03/02/2012 01:48 pm ET Updated Mar 02, 2012

Severed Thumb Replaced With Big Toe In Successful Surgery For Mississippi Mechanic (VIDEO)

When Mississippi man Michael Stevens lost his thumb in a workplace accident last October, doctors told the 42-year-old auto mechanic he would likely be disabled for the rest of his life.

But Stevens got a new lease on life this week thanks to surgeons in San Francisco who performed a complete toe-to-thumb replacement surgery, NBC Bay Area reports.

Stevens is now recovering from the operation, which surgeons hope will restore between 60 to 80 percent functionality in his left hand, ABC 7 San Francisco reports. But doctors said the surgery was especially complicated because of the extent of the injuries Stevens sustained.

“Mike’s toe-to-thumb surgery is especially complicated. His thumb was entirely severed; not just the tip, but down to the third interior joint,” Dr. Charles Lee, Chief of Plastic Surgery & Director of Reconstructive Microsurgery at St. Mary's Medical Center, said in a hospital press release. “It’s very rare to replace the entire thumb. We will be reconnecting bone, blood vessels, nerves, tendons, all that will make his toe fully-functional as a thumb.”
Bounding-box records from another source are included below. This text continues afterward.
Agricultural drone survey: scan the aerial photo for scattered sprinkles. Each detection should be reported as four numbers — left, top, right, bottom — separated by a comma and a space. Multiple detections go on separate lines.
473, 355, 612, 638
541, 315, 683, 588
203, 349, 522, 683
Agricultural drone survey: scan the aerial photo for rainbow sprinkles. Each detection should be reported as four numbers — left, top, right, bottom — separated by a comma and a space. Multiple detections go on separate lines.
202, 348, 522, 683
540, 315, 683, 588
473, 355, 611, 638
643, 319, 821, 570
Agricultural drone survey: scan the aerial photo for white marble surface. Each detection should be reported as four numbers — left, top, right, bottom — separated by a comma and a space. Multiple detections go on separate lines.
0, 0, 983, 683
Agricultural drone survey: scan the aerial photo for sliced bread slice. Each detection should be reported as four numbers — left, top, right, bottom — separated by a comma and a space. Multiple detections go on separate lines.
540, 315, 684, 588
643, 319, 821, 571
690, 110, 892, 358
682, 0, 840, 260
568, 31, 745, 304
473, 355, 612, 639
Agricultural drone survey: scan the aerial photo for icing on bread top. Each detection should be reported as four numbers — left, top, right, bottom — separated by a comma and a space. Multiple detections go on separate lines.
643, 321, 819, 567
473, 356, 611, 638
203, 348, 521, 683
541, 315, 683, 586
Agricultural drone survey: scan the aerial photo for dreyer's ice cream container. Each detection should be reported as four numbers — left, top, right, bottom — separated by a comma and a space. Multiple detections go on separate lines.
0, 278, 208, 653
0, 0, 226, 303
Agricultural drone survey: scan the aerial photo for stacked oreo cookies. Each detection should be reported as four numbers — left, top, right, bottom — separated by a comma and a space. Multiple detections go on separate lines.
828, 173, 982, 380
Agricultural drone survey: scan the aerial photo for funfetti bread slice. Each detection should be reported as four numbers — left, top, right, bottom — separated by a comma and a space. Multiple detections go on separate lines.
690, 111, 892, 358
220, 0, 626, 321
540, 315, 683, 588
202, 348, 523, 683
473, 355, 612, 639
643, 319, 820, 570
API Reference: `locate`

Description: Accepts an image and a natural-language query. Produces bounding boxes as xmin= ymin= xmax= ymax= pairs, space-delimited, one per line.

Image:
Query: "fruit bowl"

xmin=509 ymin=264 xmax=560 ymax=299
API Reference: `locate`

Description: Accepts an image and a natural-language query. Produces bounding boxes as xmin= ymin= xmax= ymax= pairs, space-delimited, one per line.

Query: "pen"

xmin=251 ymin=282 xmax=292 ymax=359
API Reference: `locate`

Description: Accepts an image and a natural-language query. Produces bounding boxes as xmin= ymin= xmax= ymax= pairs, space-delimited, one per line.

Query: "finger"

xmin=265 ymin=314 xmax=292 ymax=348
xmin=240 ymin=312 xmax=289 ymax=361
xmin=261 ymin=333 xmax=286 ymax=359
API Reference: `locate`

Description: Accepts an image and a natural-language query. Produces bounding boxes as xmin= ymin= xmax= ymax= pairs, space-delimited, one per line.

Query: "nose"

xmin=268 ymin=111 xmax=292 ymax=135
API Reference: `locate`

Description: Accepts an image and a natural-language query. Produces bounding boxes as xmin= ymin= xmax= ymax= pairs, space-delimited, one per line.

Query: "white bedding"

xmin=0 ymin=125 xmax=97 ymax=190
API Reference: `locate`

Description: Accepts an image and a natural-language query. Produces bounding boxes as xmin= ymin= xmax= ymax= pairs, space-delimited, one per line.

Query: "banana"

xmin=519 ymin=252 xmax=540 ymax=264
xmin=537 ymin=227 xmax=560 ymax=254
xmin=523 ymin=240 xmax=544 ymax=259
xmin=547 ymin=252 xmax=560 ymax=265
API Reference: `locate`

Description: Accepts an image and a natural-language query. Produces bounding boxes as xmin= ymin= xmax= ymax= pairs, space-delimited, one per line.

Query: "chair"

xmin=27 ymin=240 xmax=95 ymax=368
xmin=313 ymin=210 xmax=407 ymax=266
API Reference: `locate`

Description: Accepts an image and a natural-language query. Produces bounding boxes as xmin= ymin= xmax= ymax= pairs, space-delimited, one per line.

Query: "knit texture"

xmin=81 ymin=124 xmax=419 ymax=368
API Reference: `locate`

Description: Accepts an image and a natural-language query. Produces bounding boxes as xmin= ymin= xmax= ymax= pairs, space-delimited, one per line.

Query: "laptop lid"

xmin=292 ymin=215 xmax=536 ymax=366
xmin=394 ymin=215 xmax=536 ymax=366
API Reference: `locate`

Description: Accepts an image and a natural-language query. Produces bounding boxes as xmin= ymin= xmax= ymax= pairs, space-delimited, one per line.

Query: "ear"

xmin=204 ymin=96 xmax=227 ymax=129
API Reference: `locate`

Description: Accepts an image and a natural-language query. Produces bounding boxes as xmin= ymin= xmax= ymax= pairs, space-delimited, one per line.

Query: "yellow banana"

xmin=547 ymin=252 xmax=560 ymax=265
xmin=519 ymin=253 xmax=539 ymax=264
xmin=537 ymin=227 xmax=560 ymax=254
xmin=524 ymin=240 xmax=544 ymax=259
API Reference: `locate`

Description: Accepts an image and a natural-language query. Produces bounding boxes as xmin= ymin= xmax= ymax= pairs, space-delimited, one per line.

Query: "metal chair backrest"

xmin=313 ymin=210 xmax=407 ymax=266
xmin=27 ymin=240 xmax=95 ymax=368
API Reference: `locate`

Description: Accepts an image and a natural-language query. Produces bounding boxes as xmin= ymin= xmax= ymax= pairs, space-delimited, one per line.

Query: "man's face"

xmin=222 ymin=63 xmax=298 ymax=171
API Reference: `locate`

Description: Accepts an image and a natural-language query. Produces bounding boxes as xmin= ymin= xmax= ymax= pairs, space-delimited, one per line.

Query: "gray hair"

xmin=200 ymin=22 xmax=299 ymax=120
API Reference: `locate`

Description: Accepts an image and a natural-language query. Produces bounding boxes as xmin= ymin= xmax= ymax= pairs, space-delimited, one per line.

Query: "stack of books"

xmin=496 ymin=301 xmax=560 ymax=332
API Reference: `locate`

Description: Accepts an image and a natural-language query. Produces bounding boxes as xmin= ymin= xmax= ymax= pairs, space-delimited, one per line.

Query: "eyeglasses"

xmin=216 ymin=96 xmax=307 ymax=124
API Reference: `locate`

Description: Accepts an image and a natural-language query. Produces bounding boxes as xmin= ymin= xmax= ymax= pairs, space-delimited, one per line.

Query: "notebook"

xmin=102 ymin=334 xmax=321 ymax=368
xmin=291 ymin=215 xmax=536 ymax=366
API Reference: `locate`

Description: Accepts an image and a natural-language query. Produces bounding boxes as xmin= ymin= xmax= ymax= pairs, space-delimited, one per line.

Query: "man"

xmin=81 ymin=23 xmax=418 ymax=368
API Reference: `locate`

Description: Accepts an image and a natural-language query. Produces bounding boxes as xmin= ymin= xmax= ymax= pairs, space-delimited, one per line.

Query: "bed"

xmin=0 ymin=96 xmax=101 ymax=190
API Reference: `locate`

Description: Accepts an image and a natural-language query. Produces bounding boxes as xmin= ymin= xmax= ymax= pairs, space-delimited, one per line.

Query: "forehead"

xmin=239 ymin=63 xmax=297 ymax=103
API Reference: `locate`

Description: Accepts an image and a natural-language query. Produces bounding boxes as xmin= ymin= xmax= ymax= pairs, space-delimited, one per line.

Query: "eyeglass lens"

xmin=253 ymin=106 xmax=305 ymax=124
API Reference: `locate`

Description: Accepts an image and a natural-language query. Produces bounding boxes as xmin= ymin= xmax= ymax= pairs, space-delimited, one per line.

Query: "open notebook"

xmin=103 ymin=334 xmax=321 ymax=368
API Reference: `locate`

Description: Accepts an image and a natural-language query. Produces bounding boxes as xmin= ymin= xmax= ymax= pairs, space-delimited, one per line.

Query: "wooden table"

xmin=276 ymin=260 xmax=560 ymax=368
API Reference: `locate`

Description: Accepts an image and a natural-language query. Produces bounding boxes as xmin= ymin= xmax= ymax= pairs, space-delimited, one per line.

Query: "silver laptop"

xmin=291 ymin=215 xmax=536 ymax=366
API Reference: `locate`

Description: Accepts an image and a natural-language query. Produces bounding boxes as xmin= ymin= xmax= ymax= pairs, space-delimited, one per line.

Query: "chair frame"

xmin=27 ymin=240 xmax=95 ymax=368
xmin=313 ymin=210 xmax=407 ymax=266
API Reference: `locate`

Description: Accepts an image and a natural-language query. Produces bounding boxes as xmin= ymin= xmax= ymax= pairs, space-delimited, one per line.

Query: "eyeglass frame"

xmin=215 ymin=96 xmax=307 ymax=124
Dr. Charles Lee and his team of surgeons agreed to perform the surgery at a drastically reduced cost after being contacted by Stevens' wife, Regina, who explained that there were no microsurgery specialists in the couple's hometown of Pearl, Mississippi, the Bay City News reports.

Regina also explained that his workers' compensation insurance was only initially prepared to cover cosmetic surgery, and not the full reconstructive surgery he would need to continue working as a mechanic. Fortunately, Steven's insurance has since agreed to partially cover the cost of the operation, according to the paper.

Dr. Lee said told the San Francisco Chronicle that, if all goes well, Stevens' initial healing period should be about six weeks, after which he'll start undergoing hand therapy. In six months to a year, he should have most of the expected function of his new thumb.